Let’s look back on the life of Marie Skłodowska Curie: a Nobel Prize laureate who dedicated her life to science and became one of the world’s greatest scientists.#WomenInScience #NobelPrize pic.twitter.com/urix0dUh9B
— The Nobel Prize (@NobelPrize) February 11, 2024
I drew this morpho butterfly with mathematical equations. pic.twitter.com/YEtf46K6UU
— Hamid Naderi Yeganeh (@naderi_yeganeh) February 4, 2024
“Who Invented Wireless? Marconi, Lodge or Tesla?”@ILuvePhysics @IEEECampus @IEEE_EMCS https://t.co/Khrw5sMSsQ pic.twitter.com/PRSAaNd8u7
— Standards Michigan (@StandardsMich) October 8, 2021
The Steam Engine: The invention of the steam engine in the 18th century by pioneers like James Watt revolutionized industry, transportation, and agriculture, powering factories, locomotives, and ships and driving the Industrial Revolution.

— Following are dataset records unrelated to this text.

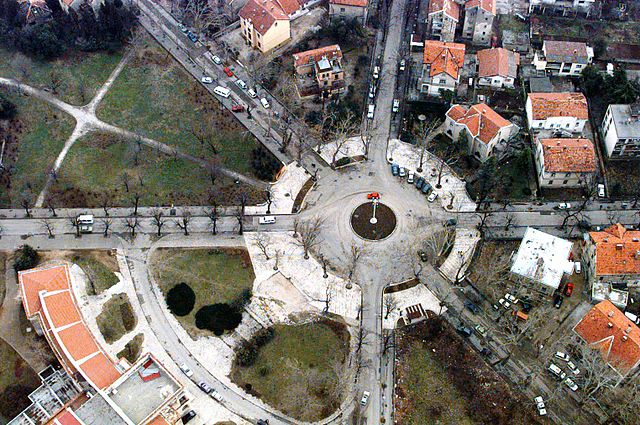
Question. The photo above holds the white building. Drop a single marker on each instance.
(563, 58)
(566, 112)
(483, 127)
(542, 260)
(564, 162)
(621, 131)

The Internal Combustion Engine: The development of the internal combustion engine in the 19th century revolutionized transportation and manufacturing, leading to the proliferation of automobiles, airplanes, and machinery that powered economic growth and globalization.

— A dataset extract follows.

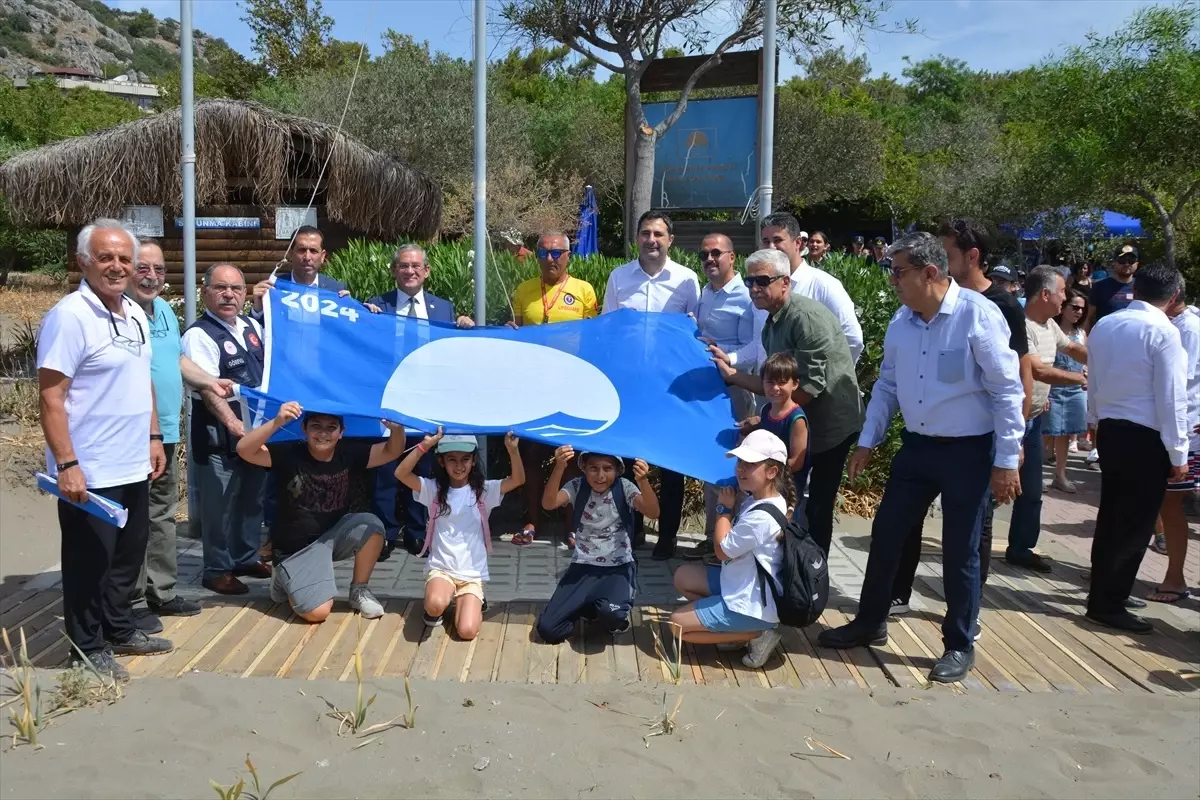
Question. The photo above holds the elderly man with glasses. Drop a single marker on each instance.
(102, 437)
(553, 296)
(225, 343)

The Internet: Originating from research projects in the late 20th century, the internet has become a fundamental infrastructure for communication, commerce, education, and entertainment, connecting billions of people worldwide and enabling unprecedented access to information and resources.

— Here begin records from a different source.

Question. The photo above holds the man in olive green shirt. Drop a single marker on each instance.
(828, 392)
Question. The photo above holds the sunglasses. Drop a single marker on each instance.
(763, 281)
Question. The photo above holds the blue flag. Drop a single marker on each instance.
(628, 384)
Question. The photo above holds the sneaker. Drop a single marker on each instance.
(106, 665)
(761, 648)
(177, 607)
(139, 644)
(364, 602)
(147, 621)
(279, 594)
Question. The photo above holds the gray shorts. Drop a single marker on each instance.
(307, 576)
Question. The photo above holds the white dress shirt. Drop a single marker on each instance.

Semiconductors and Integrated Circuits: The invention of semiconductors and integrated circuits in the mid-20th century paved the way for the digital revolution, enabling the miniaturization and mass production of electronic devices such as computers, smartphones, and microprocessors.
Agriculture: The transition from a hunter-gatherer lifestyle to settled agriculture marked the beginning of civilization and allowed for the development of permanent settlements, leading to population growth, specialization of labor, and the emergence of complex societies.
The Wheel: Invented around 3500 BCE, the wheel revolutionized transportation, enabling the movement of goods and people over long distances and laying the foundation for subsequent advancements in engineering and machinery.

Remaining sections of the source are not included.